Aun en un país como Brasil, acostumbrado a que todo pasa por el tamiz de su enorme tamaño, el volumen de las manifestaciones convocadas el domingo pasado para protestar contra el Gobierno, sorprendió a propios y extraños. En las principales ciudades, cientos de miles de personas marcharon por las calles exigiendo la salida de Dilma Rousseff, quien no lleva tres meses desde cuándo comenzó su segundo periodo al inicio del año.
El escándalo de corrupción en Petrobras, que involucra a medio centenar de dirigentes políticos, sumado al estancamiento de la economía más grande de América Latina, se ha traducido en una creciente impopularidad. El más reciente sondeo reveló que solamente 13 por ciento de los ciudadanos respalda el trabajo que está haciendo la mandataria, quien apareció con cara contrita en la televisión para decir que su propósito es enmendar la plana.
Lo que está en juego no es otra cosa que su permanencia en el poder. Si bien las posibilidades de que sea destituida, de acuerdo con el procedimiento que fija la constitución, son mínimas, el problema es de legitimidad.
Ya esta se veía limitada por el margen estrecho de su triunfo en las elecciones, pero ahora las cosas son realmente complicadas. En caso de que la agitación continúe, es difícil ver a Rousseff con combustible suficiente para aguantar, cuando todavía le faltan casi cuatro años en el palacio de Planalto.
El problema es que las demás opciones tampoco son buenas. Entre los opositores, hay varios grupos, incluyendo uno que pide abiertamente que los militares intervengan y den un golpe de Estado.
Ese retorno a un pasado de autoritarismo es un escenario indeseable para una nación a cuyos 200 millones de habitantes la democracia les ha sentado bien. Sin desconocer la recesión actual, es imposible olvidar que más de 40 millones de brasileños han abandonado las filas de la pobreza en lo que va de este siglo y que la desigualdad se ha reducido.

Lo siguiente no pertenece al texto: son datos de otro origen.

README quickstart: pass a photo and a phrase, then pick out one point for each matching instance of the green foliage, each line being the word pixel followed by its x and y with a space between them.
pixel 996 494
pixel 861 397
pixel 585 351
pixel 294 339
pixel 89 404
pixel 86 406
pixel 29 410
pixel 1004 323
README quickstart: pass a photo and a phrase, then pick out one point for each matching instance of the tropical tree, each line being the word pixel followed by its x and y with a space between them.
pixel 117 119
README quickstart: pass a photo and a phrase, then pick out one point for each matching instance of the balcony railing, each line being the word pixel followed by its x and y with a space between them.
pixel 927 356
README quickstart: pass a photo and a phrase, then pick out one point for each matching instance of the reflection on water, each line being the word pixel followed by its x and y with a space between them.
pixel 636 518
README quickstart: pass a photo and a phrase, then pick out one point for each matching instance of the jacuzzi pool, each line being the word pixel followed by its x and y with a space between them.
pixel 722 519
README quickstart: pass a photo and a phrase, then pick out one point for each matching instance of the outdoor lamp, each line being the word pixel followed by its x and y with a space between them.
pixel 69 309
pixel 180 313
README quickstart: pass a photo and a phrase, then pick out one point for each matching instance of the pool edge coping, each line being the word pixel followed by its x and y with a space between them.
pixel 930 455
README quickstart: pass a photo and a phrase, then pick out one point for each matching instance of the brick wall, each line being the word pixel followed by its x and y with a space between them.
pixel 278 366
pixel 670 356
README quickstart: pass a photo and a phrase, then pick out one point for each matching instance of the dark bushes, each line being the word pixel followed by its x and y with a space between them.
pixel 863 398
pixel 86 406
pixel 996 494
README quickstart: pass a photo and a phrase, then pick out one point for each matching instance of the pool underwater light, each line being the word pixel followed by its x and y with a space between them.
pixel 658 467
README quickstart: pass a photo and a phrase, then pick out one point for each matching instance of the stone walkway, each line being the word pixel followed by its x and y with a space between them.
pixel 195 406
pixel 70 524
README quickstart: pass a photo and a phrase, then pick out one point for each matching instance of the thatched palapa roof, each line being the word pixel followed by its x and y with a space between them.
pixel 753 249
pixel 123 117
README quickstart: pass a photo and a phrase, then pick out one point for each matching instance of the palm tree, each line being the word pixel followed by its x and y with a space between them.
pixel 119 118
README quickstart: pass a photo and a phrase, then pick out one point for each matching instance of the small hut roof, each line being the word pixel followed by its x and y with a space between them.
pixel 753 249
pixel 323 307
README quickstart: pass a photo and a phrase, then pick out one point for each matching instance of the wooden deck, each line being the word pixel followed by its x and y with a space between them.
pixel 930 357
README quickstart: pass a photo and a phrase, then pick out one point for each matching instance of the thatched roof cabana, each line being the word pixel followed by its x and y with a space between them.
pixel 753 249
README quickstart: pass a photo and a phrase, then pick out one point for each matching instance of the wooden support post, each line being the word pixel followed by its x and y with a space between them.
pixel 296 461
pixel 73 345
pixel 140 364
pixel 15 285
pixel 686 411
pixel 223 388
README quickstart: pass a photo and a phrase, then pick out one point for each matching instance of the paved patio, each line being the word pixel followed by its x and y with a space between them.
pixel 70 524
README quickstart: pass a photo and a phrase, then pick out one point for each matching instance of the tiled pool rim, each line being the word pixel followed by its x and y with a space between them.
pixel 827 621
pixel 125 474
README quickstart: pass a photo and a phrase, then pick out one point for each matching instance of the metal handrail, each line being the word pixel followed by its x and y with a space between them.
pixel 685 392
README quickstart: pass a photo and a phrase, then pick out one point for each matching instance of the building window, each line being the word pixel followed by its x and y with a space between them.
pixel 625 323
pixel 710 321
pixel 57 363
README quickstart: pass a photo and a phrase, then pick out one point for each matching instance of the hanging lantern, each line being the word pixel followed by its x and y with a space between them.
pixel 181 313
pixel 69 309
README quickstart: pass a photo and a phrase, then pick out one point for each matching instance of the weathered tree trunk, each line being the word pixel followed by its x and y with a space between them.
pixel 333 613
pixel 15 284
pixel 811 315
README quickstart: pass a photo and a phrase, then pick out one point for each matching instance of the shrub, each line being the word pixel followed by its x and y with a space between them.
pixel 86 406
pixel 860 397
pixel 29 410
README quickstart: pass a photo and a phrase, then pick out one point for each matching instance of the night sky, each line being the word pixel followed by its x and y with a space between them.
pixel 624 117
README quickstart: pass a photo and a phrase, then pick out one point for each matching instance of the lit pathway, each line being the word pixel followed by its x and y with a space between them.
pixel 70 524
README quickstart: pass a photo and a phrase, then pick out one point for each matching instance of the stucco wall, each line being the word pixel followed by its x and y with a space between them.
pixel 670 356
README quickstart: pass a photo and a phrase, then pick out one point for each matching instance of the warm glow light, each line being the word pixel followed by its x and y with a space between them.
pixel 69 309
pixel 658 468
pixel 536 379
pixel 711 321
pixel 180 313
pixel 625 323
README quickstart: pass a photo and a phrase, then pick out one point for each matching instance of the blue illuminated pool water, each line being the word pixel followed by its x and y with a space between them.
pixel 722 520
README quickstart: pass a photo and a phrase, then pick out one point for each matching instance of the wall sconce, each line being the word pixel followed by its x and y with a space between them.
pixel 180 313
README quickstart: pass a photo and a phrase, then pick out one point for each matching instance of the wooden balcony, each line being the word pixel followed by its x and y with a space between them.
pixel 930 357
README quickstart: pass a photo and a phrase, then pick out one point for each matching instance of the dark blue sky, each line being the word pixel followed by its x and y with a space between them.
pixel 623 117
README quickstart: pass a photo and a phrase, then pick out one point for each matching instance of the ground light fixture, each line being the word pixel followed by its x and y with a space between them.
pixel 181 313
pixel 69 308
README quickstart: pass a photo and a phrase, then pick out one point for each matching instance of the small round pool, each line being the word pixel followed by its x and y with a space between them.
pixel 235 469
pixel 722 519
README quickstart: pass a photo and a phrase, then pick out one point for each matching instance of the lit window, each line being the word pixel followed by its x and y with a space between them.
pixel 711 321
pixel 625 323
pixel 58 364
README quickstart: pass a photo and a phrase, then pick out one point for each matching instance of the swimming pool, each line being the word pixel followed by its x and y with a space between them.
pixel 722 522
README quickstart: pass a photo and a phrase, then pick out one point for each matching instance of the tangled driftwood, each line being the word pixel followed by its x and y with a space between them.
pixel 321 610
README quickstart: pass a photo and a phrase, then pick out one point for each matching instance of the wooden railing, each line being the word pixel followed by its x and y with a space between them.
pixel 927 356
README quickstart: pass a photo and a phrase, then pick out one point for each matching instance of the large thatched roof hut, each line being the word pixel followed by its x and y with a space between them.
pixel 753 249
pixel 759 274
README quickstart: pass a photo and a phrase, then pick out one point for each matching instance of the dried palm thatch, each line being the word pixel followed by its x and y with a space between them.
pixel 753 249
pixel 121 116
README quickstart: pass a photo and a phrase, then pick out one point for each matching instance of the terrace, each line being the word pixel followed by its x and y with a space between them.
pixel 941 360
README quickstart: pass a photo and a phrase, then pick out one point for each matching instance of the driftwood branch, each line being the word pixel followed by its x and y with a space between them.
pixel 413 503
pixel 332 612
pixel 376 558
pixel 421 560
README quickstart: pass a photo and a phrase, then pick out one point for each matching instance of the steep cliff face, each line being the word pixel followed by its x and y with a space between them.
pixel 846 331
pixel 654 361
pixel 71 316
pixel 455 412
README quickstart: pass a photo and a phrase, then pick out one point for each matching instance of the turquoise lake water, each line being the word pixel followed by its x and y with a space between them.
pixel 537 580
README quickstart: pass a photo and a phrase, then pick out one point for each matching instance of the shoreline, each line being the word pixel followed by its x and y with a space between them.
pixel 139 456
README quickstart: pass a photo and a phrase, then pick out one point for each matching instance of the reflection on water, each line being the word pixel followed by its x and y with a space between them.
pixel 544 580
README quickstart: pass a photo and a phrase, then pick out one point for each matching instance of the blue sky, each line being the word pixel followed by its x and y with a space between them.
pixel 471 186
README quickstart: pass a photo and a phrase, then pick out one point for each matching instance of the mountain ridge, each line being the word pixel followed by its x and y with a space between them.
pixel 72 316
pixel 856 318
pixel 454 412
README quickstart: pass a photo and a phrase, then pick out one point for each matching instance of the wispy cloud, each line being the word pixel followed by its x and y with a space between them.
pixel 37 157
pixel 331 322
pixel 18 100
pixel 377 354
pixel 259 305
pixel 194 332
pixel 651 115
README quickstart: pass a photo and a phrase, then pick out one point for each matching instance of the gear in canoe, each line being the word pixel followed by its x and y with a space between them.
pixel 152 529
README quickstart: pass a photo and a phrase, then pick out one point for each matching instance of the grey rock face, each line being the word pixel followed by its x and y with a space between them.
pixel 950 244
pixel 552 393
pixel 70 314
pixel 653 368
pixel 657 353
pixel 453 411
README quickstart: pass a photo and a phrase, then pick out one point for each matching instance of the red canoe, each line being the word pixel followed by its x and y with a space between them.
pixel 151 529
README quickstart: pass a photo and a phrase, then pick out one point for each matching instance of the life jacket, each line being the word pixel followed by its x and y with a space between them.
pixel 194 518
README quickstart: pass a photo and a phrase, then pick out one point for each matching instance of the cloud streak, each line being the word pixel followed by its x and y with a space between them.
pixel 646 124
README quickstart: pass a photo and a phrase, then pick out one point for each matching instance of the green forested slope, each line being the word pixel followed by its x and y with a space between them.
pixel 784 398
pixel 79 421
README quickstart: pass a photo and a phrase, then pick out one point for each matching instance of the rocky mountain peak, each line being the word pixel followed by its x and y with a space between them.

No obstante, es claro que hay que limpiar la casa. En lo que atañe a Petrobras, las investigaciones tienen que llegar hasta las últimas consecuencias, caiga quien caiga. No solo porque se trata de uno de los activos estatales más valiosos, sino porque la plena transparencia es, en estos casos, la única salida. En medio de la avalancha de malas noticias, es alentador ver que la justicia actúa y hay posibilidades de que los corruptos acaben en la cárcel.
Al mismo tiempo, las reformas iniciadas necesitan continuar. El ministro de Hacienda, Joaquim Levy, presentó un plan audaz de recortes presupuestales que son indispensables para recuperar la credibilidad de los mercados y la confianza de los inversionistas. Lamentablemente, sus principales críticos pertenecen a la bancada gubernamental, con lo cual se encuentra en el peor de los dos mundos.
Aun así, hay que poner en cintura a la inflación, que amenaza con desbordarse y obligó al banco central a subir fuertemente las tasas de interés. Mientras las expectativas no cambien, será difícil contener la caída del real, que ayer se cotizó a más de 3,2 por dólar, el doble del nivel que tenía la tasa de cambio cuando Dilma Rousseff se puso la banda presidencial por primera vez.
Pero más allá del desenlace en Brasil, lo sucedido deja varias lecciones. La más significativa es que el aumento en el tamaño de la clase media cambió las relaciones entre electores y elegidos, pues los primeros exigen una mayor calidad de la administración pública, tienen mejor capacidad de organización y rechazan todo lo que les huela a venalidad.
Ese mensaje debería escucharse en otros países latinoamericanos, incluyendo a Colombia. Aunque cada caso es diferente, la propensión a indignarse y demostrarlo es ahora mayor. Y si un presidente no tiene la capacidad de escuchar a tiempo las voces de protesta, seguro que acabará en serios problemas.